6. The PFAA also determines that the accounts of all public organizations shall be audited by the Auditor-General and that all public organizations “shall, within four months at the end of its financial year, prepare and submit to the Minister of Finance audited annual financial statements relating to its operations during its financial year.” The financial statements “shall be laid before Parliament by the Minister not later than one month after the Minister receives them.” In addition, the Act states that the financial year shall start on July 1 and end on June 30 of the following year. Moreover, Uganda adopted (cash basis) International Public Sector Accounting Standards in 2006, which help to ensure GFS-consistent financial reporting by public entities (See GFSM 2014 Appendix 6).

7. Ongoing legal and institutional public finance reforms will likely improve the authorities’ capability of compiling timely and more comprehensive GFS. In particular, the Public Finance Bill (Bill No. 5 from 2012), which was under discussion in Parliament at the time of the mission, seeks to clarify reporting responsibilities of government entities and harmonize reporting periods. The bill may also provide for improved statistics on Ugandan government contingent liabilities. Finally, the legislation requires that MOFPED consolidate accounts for the various levels of government, which will be facilitated by the October 2013 introduction of a single treasury account.

8. The general government sector in Uganda comprises three subsectors: budgetary central government (BCG) units, extrabudgetary units (EBUs), and local governments. There are no state governments in Uganda. The BCG subsector includes the offices of the executive, legislative, and judicial branches, plus various other government entities. The EBUs subsector comprises a significant number of universities, other educational institutions, research institutions, councils, commissions, and various other semi-autonomous agencies. Local governments comprise districts, municipal councils, and town councils.

9. The mission reviewed the sectoral classification of all public entities in Uganda. Working meticulously with MOFPED, Uganda’s Bureau of Statistics (UBOS), and the Bank of Uganda (BOU) staff members, several institutional units were identified for resectorization and some were classified for the first time. The new sectorization increased BCG to 124 entities from 66 entities reported previously, and EBUs were reduced to 63 institutions from 141 institutions (Appendix I). A preliminary comprehensive list of general government and public corporations is presented in Appendix II.
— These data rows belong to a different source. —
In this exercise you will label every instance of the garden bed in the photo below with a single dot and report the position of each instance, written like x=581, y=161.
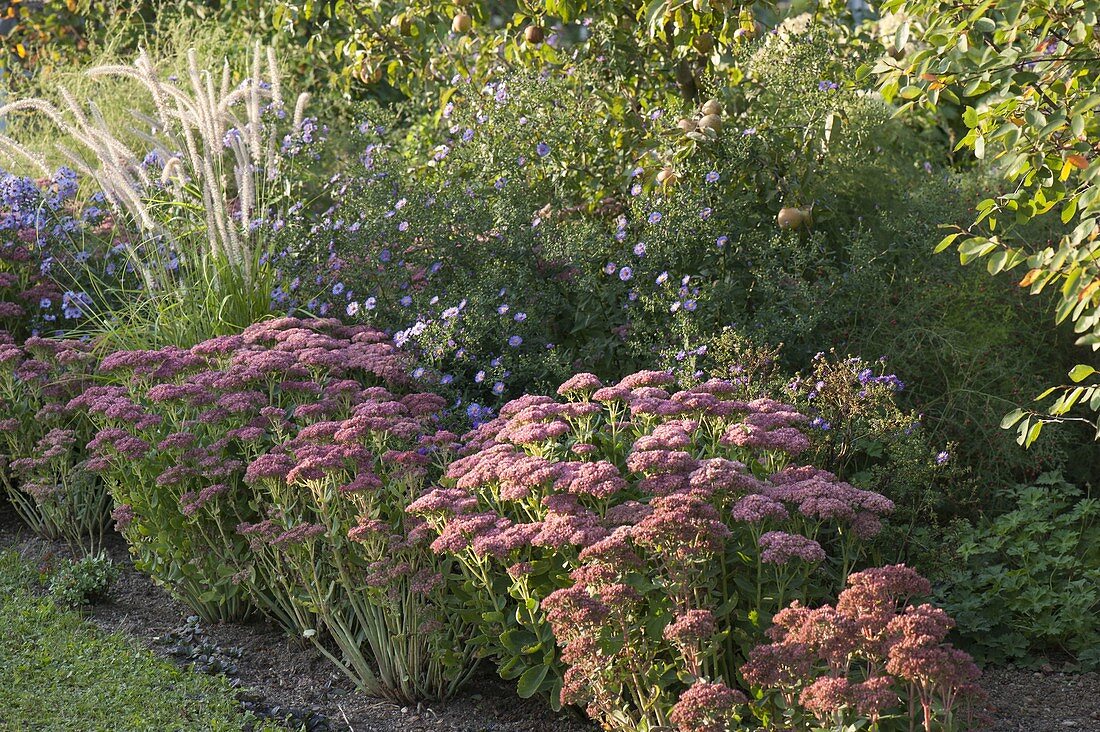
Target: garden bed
x=282, y=678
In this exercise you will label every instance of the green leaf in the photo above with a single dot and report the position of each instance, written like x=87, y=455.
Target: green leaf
x=530, y=680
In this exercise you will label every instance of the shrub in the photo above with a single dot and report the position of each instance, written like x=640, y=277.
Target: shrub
x=859, y=430
x=196, y=199
x=648, y=534
x=84, y=582
x=1025, y=582
x=43, y=443
x=452, y=243
x=870, y=658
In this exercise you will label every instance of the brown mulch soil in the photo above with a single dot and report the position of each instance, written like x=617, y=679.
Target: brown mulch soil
x=278, y=676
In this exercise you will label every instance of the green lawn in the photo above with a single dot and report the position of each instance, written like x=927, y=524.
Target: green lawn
x=58, y=672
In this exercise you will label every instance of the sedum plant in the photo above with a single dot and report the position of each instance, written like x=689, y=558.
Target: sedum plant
x=341, y=555
x=195, y=182
x=174, y=443
x=870, y=659
x=629, y=543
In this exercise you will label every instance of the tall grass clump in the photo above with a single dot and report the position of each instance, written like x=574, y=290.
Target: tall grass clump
x=193, y=181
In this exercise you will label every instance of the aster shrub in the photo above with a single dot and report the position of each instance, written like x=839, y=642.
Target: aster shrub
x=870, y=659
x=338, y=554
x=178, y=427
x=42, y=441
x=858, y=429
x=43, y=237
x=626, y=545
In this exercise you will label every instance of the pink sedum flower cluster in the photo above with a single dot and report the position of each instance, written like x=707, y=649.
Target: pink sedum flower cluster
x=635, y=505
x=869, y=655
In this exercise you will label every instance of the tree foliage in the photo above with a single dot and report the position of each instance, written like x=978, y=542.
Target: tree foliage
x=1024, y=76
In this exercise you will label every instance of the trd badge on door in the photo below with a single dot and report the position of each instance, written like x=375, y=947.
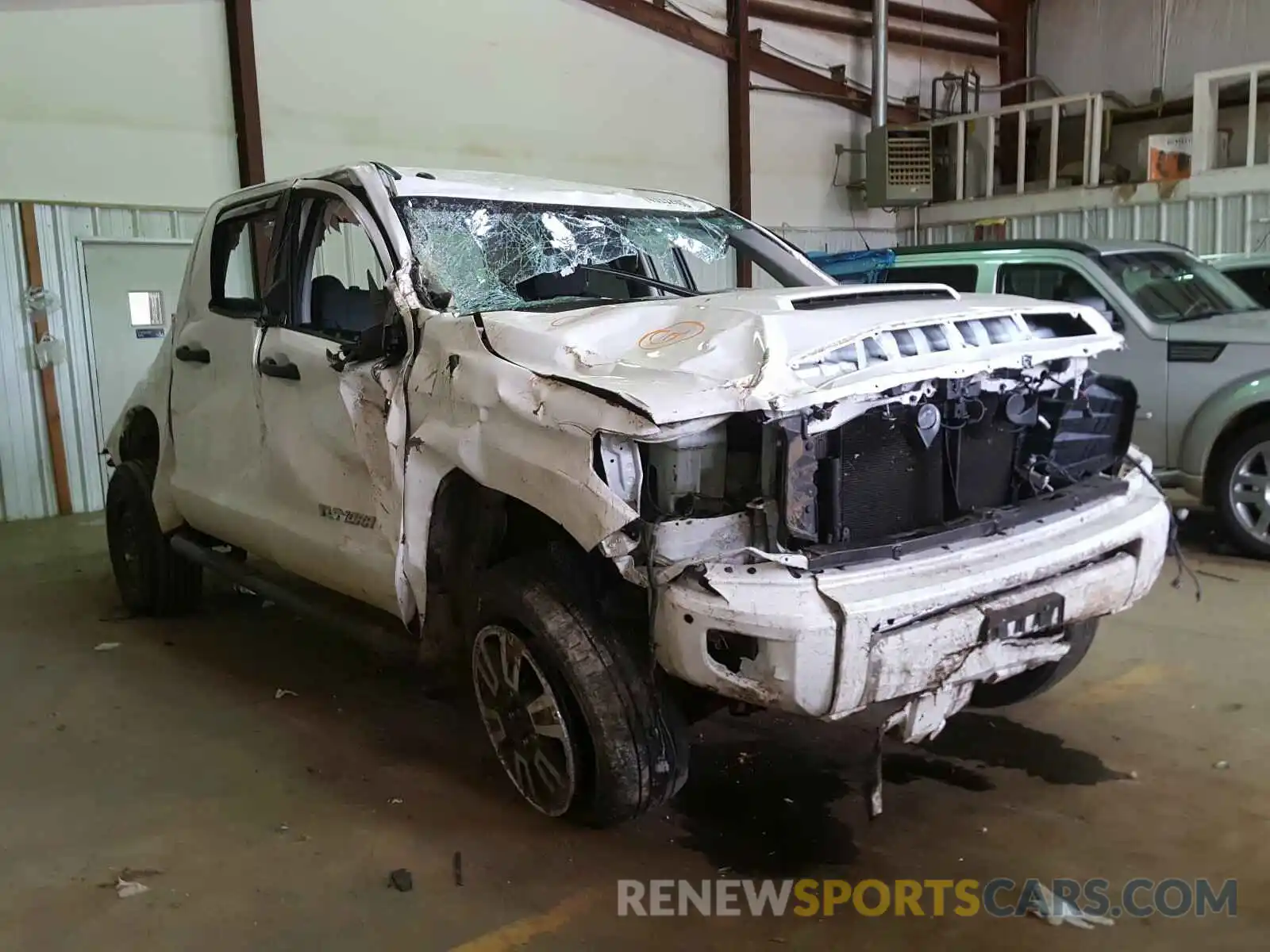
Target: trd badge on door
x=346, y=516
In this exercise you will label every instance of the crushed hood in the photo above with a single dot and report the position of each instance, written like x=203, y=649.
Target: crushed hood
x=780, y=351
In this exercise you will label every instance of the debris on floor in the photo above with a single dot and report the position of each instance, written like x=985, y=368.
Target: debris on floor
x=1057, y=911
x=126, y=884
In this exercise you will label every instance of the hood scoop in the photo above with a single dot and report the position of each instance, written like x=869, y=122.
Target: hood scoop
x=886, y=346
x=876, y=295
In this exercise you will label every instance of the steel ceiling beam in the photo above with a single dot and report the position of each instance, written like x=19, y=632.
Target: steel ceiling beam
x=920, y=14
x=740, y=169
x=863, y=29
x=660, y=19
x=244, y=92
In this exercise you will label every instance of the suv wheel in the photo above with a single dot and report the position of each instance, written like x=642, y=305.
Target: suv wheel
x=571, y=706
x=1038, y=681
x=152, y=578
x=1242, y=493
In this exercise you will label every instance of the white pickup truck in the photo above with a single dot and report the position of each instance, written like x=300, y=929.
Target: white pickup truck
x=540, y=424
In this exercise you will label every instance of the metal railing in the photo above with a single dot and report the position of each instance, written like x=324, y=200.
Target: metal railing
x=1054, y=109
x=1204, y=124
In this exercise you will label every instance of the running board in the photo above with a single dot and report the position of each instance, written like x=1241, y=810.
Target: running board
x=321, y=607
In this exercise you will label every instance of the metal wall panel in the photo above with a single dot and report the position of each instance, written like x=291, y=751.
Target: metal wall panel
x=1206, y=225
x=25, y=466
x=60, y=230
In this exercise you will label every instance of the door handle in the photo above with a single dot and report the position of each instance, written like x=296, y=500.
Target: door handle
x=271, y=367
x=194, y=353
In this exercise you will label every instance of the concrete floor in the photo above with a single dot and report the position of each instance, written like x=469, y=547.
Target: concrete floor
x=272, y=823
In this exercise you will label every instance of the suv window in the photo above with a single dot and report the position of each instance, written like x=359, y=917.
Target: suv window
x=241, y=245
x=1051, y=282
x=341, y=290
x=1056, y=282
x=959, y=277
x=1254, y=281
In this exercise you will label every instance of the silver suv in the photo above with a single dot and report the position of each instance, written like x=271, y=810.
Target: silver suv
x=1198, y=349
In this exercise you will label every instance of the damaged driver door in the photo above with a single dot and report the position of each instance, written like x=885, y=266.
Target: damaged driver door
x=328, y=526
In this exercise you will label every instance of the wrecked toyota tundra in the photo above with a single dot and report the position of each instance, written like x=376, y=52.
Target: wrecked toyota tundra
x=540, y=424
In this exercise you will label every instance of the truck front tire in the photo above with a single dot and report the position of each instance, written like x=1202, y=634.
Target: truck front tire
x=152, y=578
x=571, y=702
x=1038, y=681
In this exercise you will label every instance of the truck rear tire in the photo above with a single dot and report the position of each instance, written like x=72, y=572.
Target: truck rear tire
x=1038, y=681
x=1242, y=490
x=569, y=701
x=152, y=579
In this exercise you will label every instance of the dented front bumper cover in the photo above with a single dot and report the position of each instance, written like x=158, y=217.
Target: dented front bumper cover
x=910, y=631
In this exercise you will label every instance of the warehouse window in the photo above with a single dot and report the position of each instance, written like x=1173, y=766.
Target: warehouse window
x=241, y=243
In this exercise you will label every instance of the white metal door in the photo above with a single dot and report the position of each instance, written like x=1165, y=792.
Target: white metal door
x=133, y=291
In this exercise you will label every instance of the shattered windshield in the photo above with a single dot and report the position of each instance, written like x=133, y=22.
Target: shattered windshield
x=514, y=255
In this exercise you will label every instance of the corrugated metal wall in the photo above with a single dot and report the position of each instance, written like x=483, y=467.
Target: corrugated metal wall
x=1206, y=225
x=60, y=228
x=25, y=467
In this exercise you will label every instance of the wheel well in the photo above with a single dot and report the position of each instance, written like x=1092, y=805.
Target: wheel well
x=474, y=528
x=140, y=438
x=1245, y=419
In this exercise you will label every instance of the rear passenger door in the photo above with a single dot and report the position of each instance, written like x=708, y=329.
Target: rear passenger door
x=216, y=427
x=330, y=289
x=1143, y=361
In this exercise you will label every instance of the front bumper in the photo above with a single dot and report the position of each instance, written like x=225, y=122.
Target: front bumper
x=836, y=641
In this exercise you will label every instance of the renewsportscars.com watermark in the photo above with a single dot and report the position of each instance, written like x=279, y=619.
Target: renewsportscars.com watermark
x=999, y=898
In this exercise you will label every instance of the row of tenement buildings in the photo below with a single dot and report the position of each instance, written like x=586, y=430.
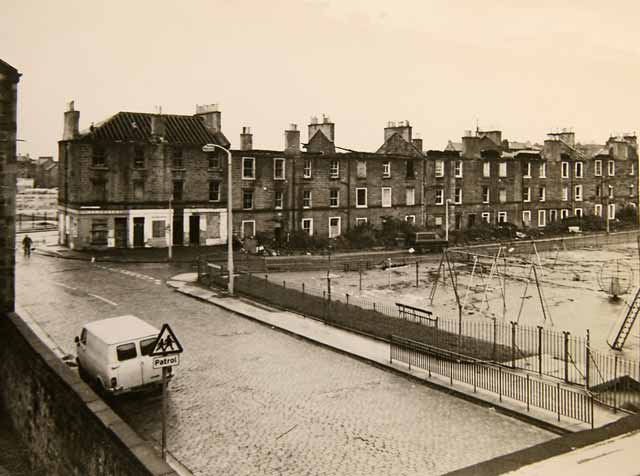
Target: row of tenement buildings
x=139, y=179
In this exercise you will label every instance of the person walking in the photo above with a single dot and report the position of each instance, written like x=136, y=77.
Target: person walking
x=27, y=243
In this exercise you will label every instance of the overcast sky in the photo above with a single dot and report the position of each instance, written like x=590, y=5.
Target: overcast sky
x=526, y=67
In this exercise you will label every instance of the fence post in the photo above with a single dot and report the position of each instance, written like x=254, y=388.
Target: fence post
x=588, y=363
x=566, y=355
x=558, y=401
x=513, y=344
x=540, y=350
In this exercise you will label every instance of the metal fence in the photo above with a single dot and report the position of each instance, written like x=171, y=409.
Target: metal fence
x=560, y=400
x=614, y=381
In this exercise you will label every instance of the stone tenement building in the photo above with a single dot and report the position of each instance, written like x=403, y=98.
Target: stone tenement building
x=486, y=178
x=132, y=178
x=9, y=78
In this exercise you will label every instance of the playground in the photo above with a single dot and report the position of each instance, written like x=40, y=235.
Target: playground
x=561, y=290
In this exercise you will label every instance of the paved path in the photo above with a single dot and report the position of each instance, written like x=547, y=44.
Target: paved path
x=371, y=350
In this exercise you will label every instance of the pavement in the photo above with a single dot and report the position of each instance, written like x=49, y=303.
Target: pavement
x=377, y=352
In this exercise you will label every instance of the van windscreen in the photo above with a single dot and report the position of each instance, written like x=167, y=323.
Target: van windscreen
x=126, y=351
x=147, y=345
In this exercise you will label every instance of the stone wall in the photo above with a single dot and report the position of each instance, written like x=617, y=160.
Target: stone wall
x=68, y=429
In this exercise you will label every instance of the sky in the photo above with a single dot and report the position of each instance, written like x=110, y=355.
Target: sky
x=527, y=67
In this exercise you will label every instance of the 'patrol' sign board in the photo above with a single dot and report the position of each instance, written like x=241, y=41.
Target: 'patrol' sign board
x=167, y=361
x=166, y=344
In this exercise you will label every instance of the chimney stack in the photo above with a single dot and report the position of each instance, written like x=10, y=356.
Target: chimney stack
x=71, y=122
x=211, y=117
x=292, y=139
x=246, y=139
x=327, y=127
x=158, y=125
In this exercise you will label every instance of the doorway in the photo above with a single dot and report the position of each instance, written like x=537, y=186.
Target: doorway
x=138, y=232
x=120, y=225
x=194, y=230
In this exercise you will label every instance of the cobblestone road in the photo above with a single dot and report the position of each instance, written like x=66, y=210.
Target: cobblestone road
x=248, y=400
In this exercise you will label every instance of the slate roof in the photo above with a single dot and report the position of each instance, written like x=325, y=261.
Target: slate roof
x=136, y=126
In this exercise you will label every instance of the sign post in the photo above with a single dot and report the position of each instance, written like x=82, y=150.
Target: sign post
x=166, y=353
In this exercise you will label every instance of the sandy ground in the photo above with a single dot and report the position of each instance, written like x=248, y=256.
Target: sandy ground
x=572, y=285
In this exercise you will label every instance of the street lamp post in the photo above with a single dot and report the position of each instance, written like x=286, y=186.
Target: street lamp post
x=211, y=148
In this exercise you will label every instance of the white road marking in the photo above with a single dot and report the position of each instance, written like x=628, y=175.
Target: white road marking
x=65, y=286
x=102, y=299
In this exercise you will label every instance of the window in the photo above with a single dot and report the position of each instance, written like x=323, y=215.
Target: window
x=138, y=158
x=278, y=169
x=542, y=218
x=458, y=169
x=386, y=197
x=147, y=345
x=410, y=196
x=178, y=163
x=138, y=189
x=457, y=198
x=486, y=194
x=214, y=191
x=334, y=197
x=307, y=226
x=361, y=169
x=247, y=199
x=248, y=168
x=98, y=158
x=213, y=160
x=577, y=193
x=157, y=228
x=278, y=200
x=126, y=352
x=597, y=210
x=99, y=231
x=334, y=227
x=177, y=190
x=386, y=169
x=411, y=172
x=361, y=198
x=334, y=169
x=597, y=168
x=306, y=199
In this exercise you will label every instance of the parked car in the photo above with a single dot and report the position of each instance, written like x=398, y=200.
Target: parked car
x=113, y=355
x=426, y=241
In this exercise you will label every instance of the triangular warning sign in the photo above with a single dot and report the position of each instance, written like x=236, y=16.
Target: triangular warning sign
x=166, y=343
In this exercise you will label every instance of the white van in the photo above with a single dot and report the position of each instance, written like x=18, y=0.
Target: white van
x=113, y=355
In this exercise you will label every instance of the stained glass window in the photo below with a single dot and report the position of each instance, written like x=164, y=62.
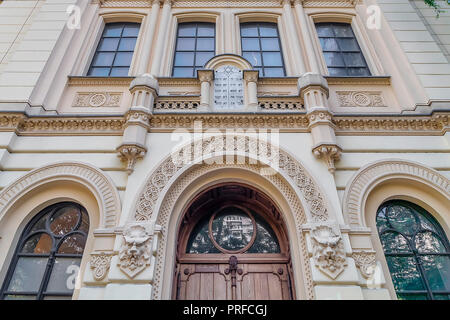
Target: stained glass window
x=416, y=249
x=48, y=255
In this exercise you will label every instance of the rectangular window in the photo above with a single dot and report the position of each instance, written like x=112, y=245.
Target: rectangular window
x=261, y=47
x=341, y=51
x=196, y=44
x=115, y=50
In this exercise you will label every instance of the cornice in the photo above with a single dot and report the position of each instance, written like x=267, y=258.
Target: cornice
x=435, y=124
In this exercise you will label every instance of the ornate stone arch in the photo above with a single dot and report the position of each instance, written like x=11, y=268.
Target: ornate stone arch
x=93, y=178
x=368, y=177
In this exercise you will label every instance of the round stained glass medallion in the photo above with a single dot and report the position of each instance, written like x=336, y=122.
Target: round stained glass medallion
x=232, y=229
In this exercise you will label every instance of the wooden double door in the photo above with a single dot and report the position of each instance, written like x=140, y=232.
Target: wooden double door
x=232, y=245
x=230, y=281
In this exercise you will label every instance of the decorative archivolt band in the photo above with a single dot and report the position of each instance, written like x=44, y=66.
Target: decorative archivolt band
x=102, y=186
x=367, y=177
x=286, y=163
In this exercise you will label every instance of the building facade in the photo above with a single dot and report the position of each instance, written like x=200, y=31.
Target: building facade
x=198, y=149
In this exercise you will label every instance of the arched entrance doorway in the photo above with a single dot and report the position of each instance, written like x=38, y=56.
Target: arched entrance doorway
x=232, y=245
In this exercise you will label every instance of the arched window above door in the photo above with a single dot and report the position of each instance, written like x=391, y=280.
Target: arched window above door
x=48, y=255
x=233, y=230
x=416, y=249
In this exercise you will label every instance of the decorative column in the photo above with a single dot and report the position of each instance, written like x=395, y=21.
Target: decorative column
x=144, y=89
x=314, y=92
x=251, y=80
x=205, y=77
x=293, y=36
x=163, y=27
x=148, y=40
x=306, y=36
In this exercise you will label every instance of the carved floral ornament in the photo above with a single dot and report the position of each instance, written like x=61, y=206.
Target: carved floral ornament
x=328, y=250
x=140, y=242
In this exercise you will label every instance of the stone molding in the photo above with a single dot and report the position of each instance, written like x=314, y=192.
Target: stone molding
x=100, y=184
x=370, y=175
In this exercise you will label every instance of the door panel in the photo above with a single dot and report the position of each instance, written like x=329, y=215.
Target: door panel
x=215, y=282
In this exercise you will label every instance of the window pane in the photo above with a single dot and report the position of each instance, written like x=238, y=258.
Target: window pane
x=73, y=244
x=119, y=71
x=333, y=59
x=186, y=44
x=270, y=44
x=348, y=44
x=127, y=44
x=324, y=30
x=404, y=273
x=64, y=274
x=131, y=30
x=338, y=72
x=108, y=44
x=437, y=271
x=249, y=30
x=343, y=30
x=272, y=59
x=183, y=72
x=202, y=57
x=103, y=59
x=64, y=220
x=250, y=44
x=184, y=59
x=273, y=72
x=206, y=44
x=354, y=60
x=28, y=274
x=232, y=229
x=99, y=72
x=358, y=72
x=39, y=243
x=268, y=30
x=254, y=58
x=394, y=242
x=186, y=30
x=123, y=59
x=329, y=44
x=205, y=30
x=113, y=30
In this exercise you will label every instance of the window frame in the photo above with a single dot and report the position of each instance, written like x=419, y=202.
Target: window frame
x=413, y=252
x=98, y=43
x=26, y=234
x=195, y=51
x=263, y=67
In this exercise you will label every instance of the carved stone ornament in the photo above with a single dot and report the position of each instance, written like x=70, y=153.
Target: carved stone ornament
x=100, y=263
x=130, y=154
x=136, y=251
x=328, y=250
x=330, y=153
x=365, y=261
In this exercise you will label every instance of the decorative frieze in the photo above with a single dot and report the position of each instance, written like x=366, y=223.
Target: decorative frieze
x=100, y=263
x=328, y=250
x=365, y=261
x=360, y=99
x=97, y=99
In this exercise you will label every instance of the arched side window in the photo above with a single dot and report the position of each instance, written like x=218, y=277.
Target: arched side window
x=115, y=50
x=416, y=249
x=48, y=255
x=195, y=45
x=262, y=48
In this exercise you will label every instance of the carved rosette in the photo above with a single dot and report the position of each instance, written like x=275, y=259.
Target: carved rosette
x=130, y=154
x=328, y=250
x=136, y=250
x=330, y=153
x=365, y=261
x=100, y=263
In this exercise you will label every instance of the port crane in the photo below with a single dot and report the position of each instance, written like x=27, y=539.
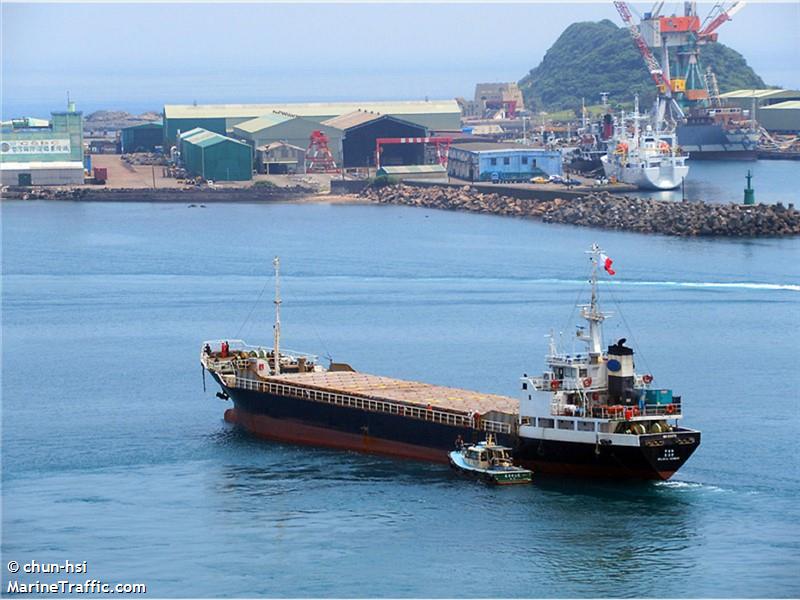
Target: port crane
x=688, y=88
x=665, y=103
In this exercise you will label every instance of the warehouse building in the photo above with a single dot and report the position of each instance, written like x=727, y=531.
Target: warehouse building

10. The National Social Security Fund (NSSF) is a compulsory saving scheme, consistent with the definition of a provident fund, and is classified as a public financial institution in line with GFSM 2014 sectoring guidelines. It is a simple compulsory saving scheme that keeps contributions of each participant and of their employer on behalf of each participant in a separate account, managed and invested to obtain a return. The NSSF does not provide social insurance benefits, but the deposits can be withdrawn under specified circumstances, such as retirement.


  • Review and finalize the institutional table prepared during the mission and adopt the final table as a standard for the production of consistent macroeconomic statistics in Uganda. In addition, procedures should be developed and implemented for maintaining and reviewing regularly the public sector institutional table.

11. The MOFPED currently compiles consolidated monthly and annual data for 66 BCG entities on a cash basis in a GFSM 2001 format. Tax revenues are recorded when collections are made, and categories of expense are recorded when cash payments are made. MOFPED publishes data for BCG in the annual Statistical Abstract, both in hardcopies and disseminated on the Ministry’s web site. The Statistical Abstract also presents aggregated data on local governments, selected information on EBUs, and some information on public corporations. It also contains selected data on public sector debt. MOFPED also publishes GFS for BCG on a monthly basis on its website.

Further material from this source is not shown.